Interestingly, our study indicated that CXCR4 protein expression in lung cancer tissues was correlated with VEGF‐C expression. We also determined that combined CXCR4 and VEGF‐C expression showed a much higher OR value than CXCR4 or VEGF‐C expression alone. Yasuoka et al.’s study showed similar results in that the combination of cytoplasmic CXCR4 and VEGF‐C expression was correlated with lymph node metastasis more strongly than cytoplasmic CXCR4 or VEGF‐C expression alone.12 Earlier studies have shown that VEGF‐C stimulation could induce CXCR4 upregulation in lymphangiogenic endothelial cells.13 Taken together, these results provide evidence that marked expression of CXCR4 and VEGF‐C may play an important role in tumor growth, angiogenesis, and metastasis. We speculated that CXCR4 and VEGF‐C expression could synergistically promote tumor cell invasion to the lymphatics, possibly because CXCL12 binding to CXCR4 activates PI3K. The activated PI3K then rapidly generates phosphatidylinositol (3,4,5)‐trisphosphate and initiates AKT activation.15 Activated AKT stimulates NF‐κB activation and eventually upregulates COX‐2 expression.30 COX‐2 is reportedly increased in VEGF‐C mRNA transcription.31 Our study results suggested that CXCR4 and VEGF‐C might be used as potential molecular targets for the diagnosis of lymph node metastasis in lung cancer. Attention should be paid to detecting the positive expression of CXCR4 and VEGF‐C combined.
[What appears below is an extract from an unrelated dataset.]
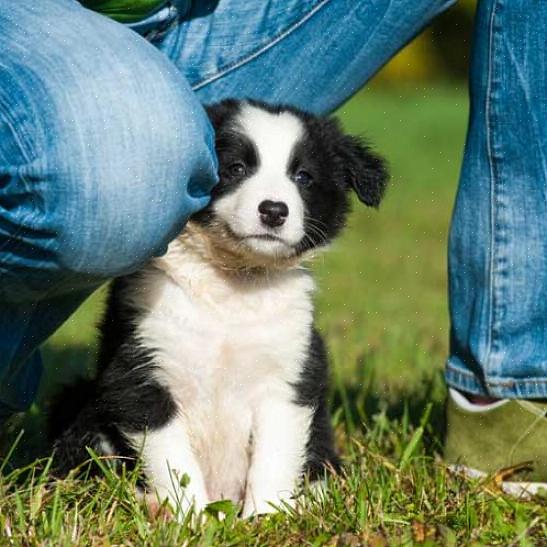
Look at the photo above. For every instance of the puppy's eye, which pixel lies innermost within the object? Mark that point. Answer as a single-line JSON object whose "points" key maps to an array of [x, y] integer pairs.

There are some limitations to this study. The patient sample was derived from one institution in the same area, which may limit the generalization of our results. The small sample size and the fact that this is a primary study are also limitations. Further research is needed to validate the clinical significance of CXCR4 and VEGF‐C.

In summary, CXCR4 and VEGF‐C were highly expressed in metastatic lymph nodes and cancer tissues in NSCLC. CXCR4 and VEGF‐C expression were significantly correlated with lymph node metastasis in NSCLC. CXCR4 and VEGF‐C expression, particularly in combination, might promote lymphatic metastasis in lung cancer and may potentially be a clinical predictor of lymph node metastasis in NSCLC patients.

Disclosure

No authors report any conflict of interest.